Yazar Ahmet Ümit de okunan tüm metinlerin yazarların üslubunun belirlenmesinde oldukça önemli olduğunu vurgulayarak, "Okuduğunuz şiir, öykü, denemeler de dahil olmak üzere bütün edebi metinler ve yaşamınız, hepsi birleştiğinde sizin üslubunuzu belirliyor. Bir romana oturduğunuzda, romanın hikayesi, kurgusu kadar, sizin kullanacağınız üslup ve dili nasıl kullandığınız, biraz da bununla ilgili oluyor. Ben de Ayşe gibi aslında öyküyle başlayanlardanım." diye konuştu.
Dördüncü kitabının bir roman olduğunu ve kendisini de mutlu eden bir kitap olduğunu kaydeden Ümit, "Farklı bir kitaptı. Edebiyat ve sanatta değerli olan şey bu farklılıktır. Farklı bir şey yazabilmektir. Farklı bir üslup ve farklı bir dil. Aynı konuyu farklı bir şekilde anlatmaktır. Picasso'yu da değerli kılan budur." dedi.
Ünlü romancı, tarihteki önemli kişileri konu eden roman yazmanın oldukça zor olduğunun altını çizerek, şunları söyledi:
"Gerçek kişilikler var ve o kişilere ihanet etmek, saygısızlık etmek yani Fatih Sultan Mehmed'i yazdım ben. Mevlana ve Şems'i de yazdım. Onlar hakiki kişilikler ve onların ruh haline dair romanlarınızda psikanaliz yapıyorsunuz. Bu ne kadar gerçekçi olabilir? Bu insanlara övmek demeyelim ama haksızlık ederseniz ayıp bir şey olacak. Vicdani olarak bu beni rahatsız ediyor. O yüzden çok araştırmanız gerekiyor. Kılı 40 yarmanız gerekiyor. Buna rağmen, 500- 700 yıl önce yaşanmış bir hikayeyi anlatmak hakikaten zor. Bilmeniz mümkün değil. Elbette o insanı anlattığınızda o Mevlana değil, Ahmet Ümit'in Mevlana'sı ya da Fatih Sultan Mehmed değil Ahmet Ümit'in Fatih Sultan Mehmed'ine dönüşüyor. O nedenle tarihi gerçeklere dayanmayan romanları yazmayı daha çok seviyorum."

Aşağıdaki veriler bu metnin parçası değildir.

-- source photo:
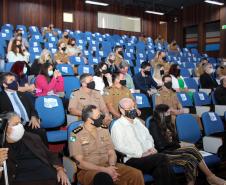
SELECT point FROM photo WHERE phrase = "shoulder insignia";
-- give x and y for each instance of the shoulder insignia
(77, 130)
(104, 126)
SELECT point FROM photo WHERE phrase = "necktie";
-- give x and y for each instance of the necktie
(22, 113)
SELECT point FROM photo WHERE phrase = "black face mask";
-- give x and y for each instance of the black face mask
(99, 121)
(168, 85)
(123, 82)
(111, 61)
(147, 73)
(178, 73)
(164, 58)
(162, 72)
(104, 71)
(168, 119)
(63, 49)
(91, 85)
(131, 114)
(13, 86)
(120, 53)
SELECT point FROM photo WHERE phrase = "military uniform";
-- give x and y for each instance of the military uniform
(80, 99)
(118, 59)
(63, 57)
(112, 95)
(95, 151)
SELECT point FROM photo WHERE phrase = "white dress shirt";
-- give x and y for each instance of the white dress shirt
(132, 139)
(15, 106)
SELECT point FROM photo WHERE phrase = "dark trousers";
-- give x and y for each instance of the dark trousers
(156, 165)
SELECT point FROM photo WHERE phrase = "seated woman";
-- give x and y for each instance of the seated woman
(102, 78)
(158, 74)
(49, 82)
(20, 69)
(178, 83)
(166, 141)
(29, 160)
(45, 57)
(207, 79)
(18, 52)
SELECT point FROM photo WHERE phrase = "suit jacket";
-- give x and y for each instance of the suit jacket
(6, 105)
(207, 82)
(37, 147)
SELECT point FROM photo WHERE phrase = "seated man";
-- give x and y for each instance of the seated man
(220, 92)
(132, 138)
(29, 160)
(115, 93)
(143, 80)
(168, 96)
(91, 146)
(13, 100)
(87, 95)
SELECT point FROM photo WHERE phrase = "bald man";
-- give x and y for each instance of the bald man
(132, 138)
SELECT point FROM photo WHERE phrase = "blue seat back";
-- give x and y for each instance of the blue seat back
(201, 99)
(51, 115)
(184, 99)
(187, 128)
(70, 83)
(212, 123)
(141, 100)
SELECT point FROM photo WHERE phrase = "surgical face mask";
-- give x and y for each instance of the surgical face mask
(168, 85)
(120, 53)
(164, 58)
(25, 70)
(162, 72)
(91, 85)
(13, 86)
(123, 82)
(63, 48)
(147, 73)
(131, 114)
(99, 121)
(50, 73)
(17, 132)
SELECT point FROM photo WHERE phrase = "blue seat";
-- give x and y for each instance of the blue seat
(201, 99)
(184, 99)
(185, 72)
(141, 100)
(51, 112)
(65, 69)
(70, 83)
(85, 69)
(191, 83)
(212, 123)
(188, 131)
(8, 66)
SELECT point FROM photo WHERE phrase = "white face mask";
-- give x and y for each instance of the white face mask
(17, 132)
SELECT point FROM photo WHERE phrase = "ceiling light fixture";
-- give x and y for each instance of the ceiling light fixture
(214, 2)
(96, 3)
(154, 12)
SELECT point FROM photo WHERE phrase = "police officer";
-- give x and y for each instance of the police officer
(91, 146)
(112, 95)
(86, 95)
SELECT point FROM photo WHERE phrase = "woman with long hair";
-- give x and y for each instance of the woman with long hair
(166, 141)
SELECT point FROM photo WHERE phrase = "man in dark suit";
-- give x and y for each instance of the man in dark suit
(13, 100)
(29, 160)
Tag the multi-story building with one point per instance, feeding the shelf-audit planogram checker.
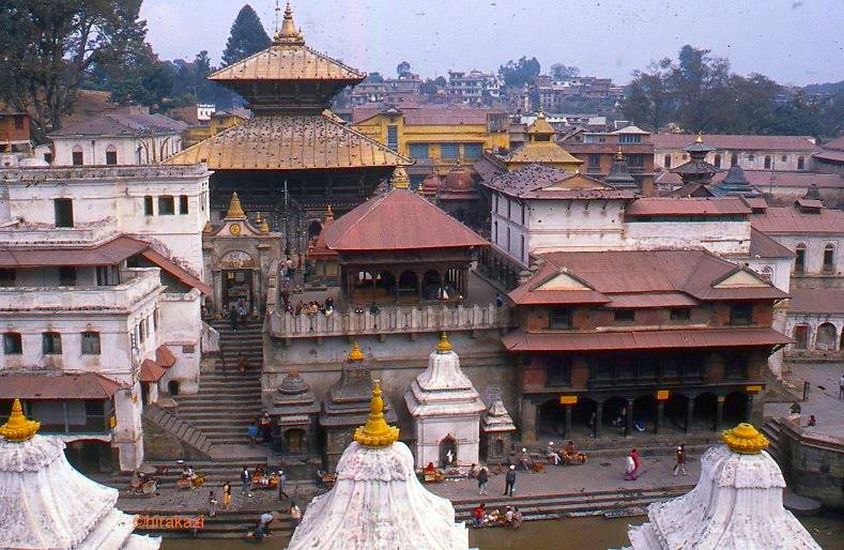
(102, 298)
(677, 344)
(473, 87)
(131, 136)
(436, 137)
(772, 153)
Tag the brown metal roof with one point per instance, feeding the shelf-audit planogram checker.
(398, 220)
(785, 220)
(817, 300)
(691, 206)
(86, 385)
(723, 141)
(289, 142)
(108, 253)
(518, 341)
(763, 246)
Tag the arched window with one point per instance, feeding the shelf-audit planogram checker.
(829, 258)
(78, 158)
(800, 259)
(111, 155)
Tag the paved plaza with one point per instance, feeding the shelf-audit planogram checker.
(823, 401)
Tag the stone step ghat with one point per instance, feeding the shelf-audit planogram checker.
(180, 428)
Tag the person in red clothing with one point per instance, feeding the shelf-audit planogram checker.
(480, 514)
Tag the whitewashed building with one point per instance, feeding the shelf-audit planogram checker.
(97, 308)
(132, 136)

Gazeteci Kürşat Başar da ilk romanını çocuk yaşta yazdığına dikkati çekerek, kayıp kitabının 100 sayfalık bir roman olduğunu belirtti.
Everest Yayınları'nın ilk roman ödülünü kazanan Gülfem Pamuk ise ilk kitabını yazma sürecini ve bu süreçte yaşadığı sorunları aktardı.
Yazarlar, etkinliğin sonunda okurların sorularını yanıtladı.